In the source video from Everyday Astronaut, Musk says that Design is overrated and Manufacturing is underrated.
This philosophy is uncommon in the product design world.
Everyone is fascinated by 'good design' but not focused on the engineering and manufacturing that makes good designs a reality.
Let's say you come up with a new product idea.
First…Make the Requirements less Dumb.
Is the product even worth selling? If the idea is bad (nobody wants it) then no amount of marketing will sell it. Do you have a PRD (Product Requirements Document)? Is it right? Is it comprehensive? Is it overkill?
Have you defined requirements in a way that ties the hands of your design team? Careful not to make a list of Design Specs when you really want a list of Product Requirements.
Many requirements are just made up on the fly, and Requirement creep is a real problem.
Often this means having a tough conversation where we call your baby ugly.
Second…Try to delete part of the process.
This is a hard one. In design and engineering new products, we like to have a development framework so we don't miss obvious things. My design checklists used to be excessively comprehensive, and would sometimes slow things down, but I've oscillated like a pendulum.
I want to find a delicate balance between process and creative energy. Too much process will bog down the team. Not enough process will lead to inconsistent results. Especially as new team members come onboard, and projects are underway.
Follow the process, but be smart, and ignore it when it doesn't work.
Third...Simplify and optimize the design you've got.
All the features that you think are necessary, get rid of them.
Strip the product down to it's bare essentials.

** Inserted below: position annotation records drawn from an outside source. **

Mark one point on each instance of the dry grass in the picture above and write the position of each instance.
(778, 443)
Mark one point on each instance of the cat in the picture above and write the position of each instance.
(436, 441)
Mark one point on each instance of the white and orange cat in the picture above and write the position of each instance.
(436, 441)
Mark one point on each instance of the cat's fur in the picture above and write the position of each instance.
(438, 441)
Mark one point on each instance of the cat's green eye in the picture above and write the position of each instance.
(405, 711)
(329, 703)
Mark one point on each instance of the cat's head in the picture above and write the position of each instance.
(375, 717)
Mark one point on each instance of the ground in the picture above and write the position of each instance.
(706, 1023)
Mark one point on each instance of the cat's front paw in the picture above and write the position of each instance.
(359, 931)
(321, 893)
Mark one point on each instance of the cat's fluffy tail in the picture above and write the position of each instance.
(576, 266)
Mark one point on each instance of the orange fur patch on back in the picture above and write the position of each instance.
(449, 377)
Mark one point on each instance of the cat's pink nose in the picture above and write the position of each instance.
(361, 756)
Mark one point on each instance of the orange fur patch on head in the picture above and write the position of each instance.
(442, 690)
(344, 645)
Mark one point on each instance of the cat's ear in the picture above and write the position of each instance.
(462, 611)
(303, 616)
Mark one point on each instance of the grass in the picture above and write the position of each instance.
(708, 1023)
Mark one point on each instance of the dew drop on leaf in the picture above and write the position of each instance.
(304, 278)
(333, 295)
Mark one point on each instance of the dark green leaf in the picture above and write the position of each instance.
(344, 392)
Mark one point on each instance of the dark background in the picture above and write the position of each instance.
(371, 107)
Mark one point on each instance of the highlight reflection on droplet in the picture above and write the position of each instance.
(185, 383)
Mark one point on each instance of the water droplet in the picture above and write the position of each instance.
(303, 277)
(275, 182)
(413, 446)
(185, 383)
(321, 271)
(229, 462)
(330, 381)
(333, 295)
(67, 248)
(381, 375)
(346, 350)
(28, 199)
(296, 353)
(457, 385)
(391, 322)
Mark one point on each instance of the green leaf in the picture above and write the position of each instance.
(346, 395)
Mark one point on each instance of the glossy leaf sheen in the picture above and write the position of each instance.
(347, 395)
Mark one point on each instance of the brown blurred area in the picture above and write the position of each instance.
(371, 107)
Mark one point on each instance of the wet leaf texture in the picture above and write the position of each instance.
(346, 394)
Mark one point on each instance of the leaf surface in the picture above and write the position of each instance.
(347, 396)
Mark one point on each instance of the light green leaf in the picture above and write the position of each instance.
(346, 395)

After you've stripped the design to the basics, you now have something that's easier to build and test.
Instead of a four-piece overmolded housing, can you get away with a two-piece clamshell?
Fourth...Build Faster
Build faster. 99% of the time, that means actually build prototypes...don't think about the Solidworks feature tree. Most of the time wasted as a designer or engineer is trying to build the 'perfect' design, the first time.
Sometimes, we need to go slow to go fast.
Prototype in digital world to find the flaws.
Simulate. Render.
But even these can be rapidly iterated. Assume that your first design is flawed. Expect that the entire prototype and CAD model will go in the garbage.
Plan to accelerate each iteration. Instead of 2-3 months between prototypes, can we get that to 2-3 weeks, or (gasp) 2-3 days?
Learn to love critiquing and testing your prototypes. Build more prototypes. My favorite line when one of my team asks for my feedback/thoughts on a design...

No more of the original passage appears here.